When I first looked into pickups for the SG I saw a post on here - which I saw again recently when I was looking over discussions before getting this new one - saying that the Holy Diver was a disaster in the SG, that the mids in the guitar just made it very mushy or something. It wasn't a case of overbearing but clear mids, which is what I have at present, which works for most hardcore styles, but rather just mush. I read something bad about the Crawlers as well. The Painkiller was also excluded because the mids were simply too harsh apparently. The A-Bomb was one of those 'works in some, not in others' pickups. On the whole I'd say it works in mine, but perhaps the combination of the characteristics of the guitar, pickup, and AMP (remembering that I have a 6534+, the most middy of the Peavey 6505 family of amps and also a high-gain beast quickly sent into overdrive by a hot pickup) gave me that result.
When I first bought the SG there were plans to sell the Explorer but then reading posts here I started getting GAS for a Warpig or Miracle Man! I was also discovering that one guitar couldn't cover all of the stuff I like to play, especially given that much of it is in C#/C standard tuning. So I needed a guitar that could cover all of that brutal stuff like Autopsy, Bolt Thrower, Napalm Death, or Ahab, as well as Venom, Black Sabbath, and Electric Wizard. I stopped trying to cover that ground with the SG. The basic problem in the set-up of my SG was that I was trying to cover too much ground, and so I went with what I thought would be most versatile (turns out it wasn't so versatile, at least with my guitar and amp) and combined it with what I thought would be the neck pickup that would be my favourite, the Cold Sweat (being a lover of the work of John Sykes and seeing people using it here for all kinds of applications).
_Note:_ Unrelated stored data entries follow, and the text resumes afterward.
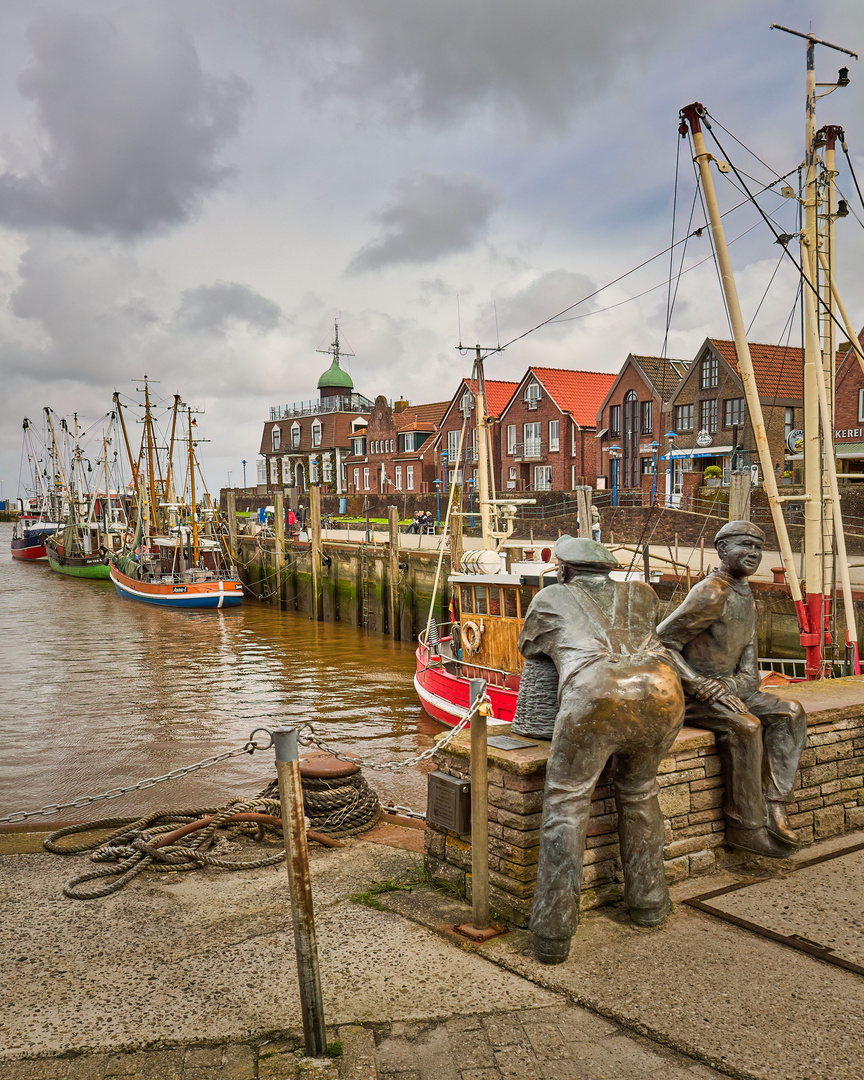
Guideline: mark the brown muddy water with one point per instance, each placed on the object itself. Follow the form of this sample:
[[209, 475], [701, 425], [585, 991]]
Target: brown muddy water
[[97, 692]]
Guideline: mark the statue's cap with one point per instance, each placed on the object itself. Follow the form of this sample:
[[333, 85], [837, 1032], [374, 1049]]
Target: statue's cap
[[739, 529], [580, 551]]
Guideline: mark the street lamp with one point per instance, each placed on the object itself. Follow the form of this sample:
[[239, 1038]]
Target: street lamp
[[656, 448], [671, 435], [615, 454]]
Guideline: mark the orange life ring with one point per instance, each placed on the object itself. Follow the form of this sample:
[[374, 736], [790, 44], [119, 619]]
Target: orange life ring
[[471, 635]]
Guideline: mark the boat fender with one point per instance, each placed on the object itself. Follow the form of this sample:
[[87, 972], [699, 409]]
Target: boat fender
[[471, 634]]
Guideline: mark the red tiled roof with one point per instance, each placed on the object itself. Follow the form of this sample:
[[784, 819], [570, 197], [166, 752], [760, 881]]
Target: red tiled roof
[[420, 417], [779, 369], [498, 393], [579, 393]]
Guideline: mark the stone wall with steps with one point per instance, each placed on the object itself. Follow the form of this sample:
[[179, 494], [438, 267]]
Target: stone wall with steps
[[828, 800]]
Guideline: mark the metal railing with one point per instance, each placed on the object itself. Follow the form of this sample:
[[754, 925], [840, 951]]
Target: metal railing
[[349, 403]]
The problem is that the Cold Sweat is not a great match for the Nailbomb, at least for the way the Nailbomb sounds in my setup. The Cold Sweat bridge will of course work with the Cold Sweat neck and together in this guitar they should cover the rock area that the Nailbomb is just too brash for and that metal territory not currently covered by the down-tuned Warpig-equipped Explorer.
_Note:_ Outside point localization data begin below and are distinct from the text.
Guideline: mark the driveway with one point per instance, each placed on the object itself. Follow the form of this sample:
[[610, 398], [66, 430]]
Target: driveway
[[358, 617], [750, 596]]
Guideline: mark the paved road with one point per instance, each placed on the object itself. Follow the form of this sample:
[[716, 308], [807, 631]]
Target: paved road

What pushed me against the Miracle Man for the SG was that I already had Warpigs in my other guitar, and then it would be covering a lot of the territory that I'm already covering. There's also the whole thing of it covering the ground of an EMG, and I can pick up an LTD Viper 400 here for $700 (half price) with an 81/85 set if I really want it, but with what I've done to the Explorer it seems a bit redundant.
When I asked about Miracle Man for the Explorer a few people said that the Warpig would be a better option - including Ben @ BKP - so I went with that. If I had an SG as the second guitar though it might have been a more difficult choice, as both pickups have an excellent reputation in SGs. I might have gone with the MM set then as they are cheaper and look more 'stock' (which I like in SGs, not so worried about in the Explorer) without the double set of screws/bolts. Listening to that guitar now I think the A-Pig was an excellent choice.
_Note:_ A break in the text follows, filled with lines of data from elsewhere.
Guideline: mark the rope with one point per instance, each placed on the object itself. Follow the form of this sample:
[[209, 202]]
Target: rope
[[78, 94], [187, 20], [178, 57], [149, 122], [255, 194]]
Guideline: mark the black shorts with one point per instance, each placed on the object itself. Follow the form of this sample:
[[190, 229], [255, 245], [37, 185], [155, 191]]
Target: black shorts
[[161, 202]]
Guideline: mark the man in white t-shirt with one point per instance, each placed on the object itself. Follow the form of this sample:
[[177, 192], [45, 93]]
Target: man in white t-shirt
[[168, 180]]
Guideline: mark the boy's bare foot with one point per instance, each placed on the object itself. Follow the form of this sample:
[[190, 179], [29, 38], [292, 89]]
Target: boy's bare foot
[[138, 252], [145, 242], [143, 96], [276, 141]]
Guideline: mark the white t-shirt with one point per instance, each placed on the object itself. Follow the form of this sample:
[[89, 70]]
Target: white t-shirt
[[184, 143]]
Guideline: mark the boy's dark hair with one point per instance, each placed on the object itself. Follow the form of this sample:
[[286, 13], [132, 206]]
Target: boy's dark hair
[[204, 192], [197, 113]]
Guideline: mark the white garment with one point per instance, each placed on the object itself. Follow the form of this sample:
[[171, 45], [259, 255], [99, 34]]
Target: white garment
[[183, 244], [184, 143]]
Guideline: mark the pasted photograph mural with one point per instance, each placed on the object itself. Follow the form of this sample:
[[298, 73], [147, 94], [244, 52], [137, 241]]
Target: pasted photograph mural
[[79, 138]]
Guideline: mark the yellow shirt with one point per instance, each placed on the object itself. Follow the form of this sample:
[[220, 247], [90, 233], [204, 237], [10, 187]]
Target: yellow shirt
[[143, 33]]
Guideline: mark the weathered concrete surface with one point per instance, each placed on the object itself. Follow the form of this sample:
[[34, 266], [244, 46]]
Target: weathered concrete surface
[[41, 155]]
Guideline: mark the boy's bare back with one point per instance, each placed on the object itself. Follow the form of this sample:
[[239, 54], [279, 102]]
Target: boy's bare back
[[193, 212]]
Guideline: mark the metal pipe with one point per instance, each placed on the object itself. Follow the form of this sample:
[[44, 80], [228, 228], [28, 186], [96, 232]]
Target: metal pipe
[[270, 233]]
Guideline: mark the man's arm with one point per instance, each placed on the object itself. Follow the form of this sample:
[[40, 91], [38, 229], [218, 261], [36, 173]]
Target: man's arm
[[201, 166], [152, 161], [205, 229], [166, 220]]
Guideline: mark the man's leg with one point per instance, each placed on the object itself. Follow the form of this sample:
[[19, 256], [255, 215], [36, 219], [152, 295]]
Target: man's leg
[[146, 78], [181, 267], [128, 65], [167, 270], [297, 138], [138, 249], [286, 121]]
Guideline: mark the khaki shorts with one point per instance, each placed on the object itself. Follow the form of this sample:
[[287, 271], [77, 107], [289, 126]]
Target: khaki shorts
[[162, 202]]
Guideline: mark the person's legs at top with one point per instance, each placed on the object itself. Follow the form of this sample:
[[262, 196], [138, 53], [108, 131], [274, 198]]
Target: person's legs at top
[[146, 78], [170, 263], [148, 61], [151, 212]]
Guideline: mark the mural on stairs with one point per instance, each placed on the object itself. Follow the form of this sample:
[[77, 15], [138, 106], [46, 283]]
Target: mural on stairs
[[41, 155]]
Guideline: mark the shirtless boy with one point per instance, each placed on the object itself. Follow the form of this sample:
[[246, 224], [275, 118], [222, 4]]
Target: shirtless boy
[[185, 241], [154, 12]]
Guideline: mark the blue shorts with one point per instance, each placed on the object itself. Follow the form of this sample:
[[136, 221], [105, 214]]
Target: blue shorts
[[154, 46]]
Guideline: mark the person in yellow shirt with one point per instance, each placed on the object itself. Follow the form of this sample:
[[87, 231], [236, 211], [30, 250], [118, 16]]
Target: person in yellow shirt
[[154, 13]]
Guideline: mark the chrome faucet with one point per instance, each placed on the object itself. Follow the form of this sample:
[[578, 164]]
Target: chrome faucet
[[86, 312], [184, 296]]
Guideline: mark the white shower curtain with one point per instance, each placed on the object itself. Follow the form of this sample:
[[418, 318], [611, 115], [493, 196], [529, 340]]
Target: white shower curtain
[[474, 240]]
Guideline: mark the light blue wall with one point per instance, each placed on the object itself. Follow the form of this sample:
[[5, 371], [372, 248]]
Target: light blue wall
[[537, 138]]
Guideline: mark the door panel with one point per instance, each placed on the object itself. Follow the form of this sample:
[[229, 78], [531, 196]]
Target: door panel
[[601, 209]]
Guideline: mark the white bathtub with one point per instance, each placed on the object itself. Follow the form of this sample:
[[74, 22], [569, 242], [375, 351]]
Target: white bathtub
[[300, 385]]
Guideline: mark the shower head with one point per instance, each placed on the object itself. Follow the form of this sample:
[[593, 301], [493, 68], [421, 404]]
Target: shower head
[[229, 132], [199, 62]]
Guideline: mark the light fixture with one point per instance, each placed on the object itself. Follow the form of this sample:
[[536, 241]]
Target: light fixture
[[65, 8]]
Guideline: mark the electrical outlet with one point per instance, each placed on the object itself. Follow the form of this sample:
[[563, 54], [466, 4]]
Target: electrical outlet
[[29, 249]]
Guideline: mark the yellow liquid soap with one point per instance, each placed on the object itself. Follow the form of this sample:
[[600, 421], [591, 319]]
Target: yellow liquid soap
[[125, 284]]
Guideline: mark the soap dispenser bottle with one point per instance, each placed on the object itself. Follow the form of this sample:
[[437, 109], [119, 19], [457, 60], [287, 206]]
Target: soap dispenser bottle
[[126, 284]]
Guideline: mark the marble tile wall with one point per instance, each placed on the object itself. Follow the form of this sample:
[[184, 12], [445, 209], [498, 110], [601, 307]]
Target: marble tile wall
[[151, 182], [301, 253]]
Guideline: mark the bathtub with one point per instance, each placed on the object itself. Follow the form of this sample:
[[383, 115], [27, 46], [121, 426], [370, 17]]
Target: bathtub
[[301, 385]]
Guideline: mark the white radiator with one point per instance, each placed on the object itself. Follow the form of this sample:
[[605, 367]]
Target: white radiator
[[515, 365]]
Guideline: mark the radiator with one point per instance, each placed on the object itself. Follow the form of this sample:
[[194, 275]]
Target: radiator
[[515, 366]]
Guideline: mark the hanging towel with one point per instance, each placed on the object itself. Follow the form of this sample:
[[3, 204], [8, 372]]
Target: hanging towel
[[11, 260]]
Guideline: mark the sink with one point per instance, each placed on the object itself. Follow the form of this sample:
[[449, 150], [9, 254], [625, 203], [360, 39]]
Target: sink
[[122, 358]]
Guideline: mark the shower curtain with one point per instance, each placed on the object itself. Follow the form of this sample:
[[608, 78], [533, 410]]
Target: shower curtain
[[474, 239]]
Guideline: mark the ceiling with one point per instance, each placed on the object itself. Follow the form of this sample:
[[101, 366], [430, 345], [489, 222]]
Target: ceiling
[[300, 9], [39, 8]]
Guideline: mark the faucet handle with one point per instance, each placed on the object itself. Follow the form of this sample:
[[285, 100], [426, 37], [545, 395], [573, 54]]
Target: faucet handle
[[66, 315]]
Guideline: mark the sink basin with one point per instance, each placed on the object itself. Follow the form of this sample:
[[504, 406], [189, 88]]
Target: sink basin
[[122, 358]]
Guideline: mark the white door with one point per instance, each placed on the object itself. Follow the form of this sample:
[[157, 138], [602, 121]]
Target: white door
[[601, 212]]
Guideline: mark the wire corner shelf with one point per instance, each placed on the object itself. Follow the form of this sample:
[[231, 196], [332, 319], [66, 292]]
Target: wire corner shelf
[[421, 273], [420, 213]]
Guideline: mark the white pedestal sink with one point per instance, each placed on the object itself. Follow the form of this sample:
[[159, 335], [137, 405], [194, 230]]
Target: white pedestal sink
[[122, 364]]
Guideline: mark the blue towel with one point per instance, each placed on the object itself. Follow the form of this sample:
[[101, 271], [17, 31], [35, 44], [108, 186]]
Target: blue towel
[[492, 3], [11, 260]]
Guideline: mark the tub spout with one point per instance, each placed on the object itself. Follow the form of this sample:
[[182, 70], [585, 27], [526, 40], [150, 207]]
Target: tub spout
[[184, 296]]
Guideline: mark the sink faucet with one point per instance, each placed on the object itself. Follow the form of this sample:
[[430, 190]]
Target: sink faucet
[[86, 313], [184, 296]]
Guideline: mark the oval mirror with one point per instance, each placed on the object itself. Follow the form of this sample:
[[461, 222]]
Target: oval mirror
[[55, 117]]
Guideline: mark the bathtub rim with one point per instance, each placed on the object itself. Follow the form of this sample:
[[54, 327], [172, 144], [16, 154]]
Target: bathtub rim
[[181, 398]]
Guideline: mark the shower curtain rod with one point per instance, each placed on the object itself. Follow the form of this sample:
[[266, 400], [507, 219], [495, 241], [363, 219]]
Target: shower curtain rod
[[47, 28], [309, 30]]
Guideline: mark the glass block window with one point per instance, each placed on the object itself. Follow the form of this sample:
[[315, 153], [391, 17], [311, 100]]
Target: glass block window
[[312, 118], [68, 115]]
Actually Guitar IV my ideas on the Miracle Man would be to get one for a superstrat of some kind later, as that is the one thing I am missing, a guitar with a 'whammy' such as the Floyd Rose. For that I would need a F-spaced pickup and I might even go for the HSS set-up with Sinners like you have. To me that's more appealing than getting another SG or a Les Paul. I'm thinking I may put the A-Bomb into one of those cheapy Epiphone Les Paul Juniors (I'm not worried about the flat top) if the wood resonates right, otherwise into some kind of SG, maybe an Epiphone or Tokai. BTW, have you tried an A-Pig? That might be your next favourite BKP!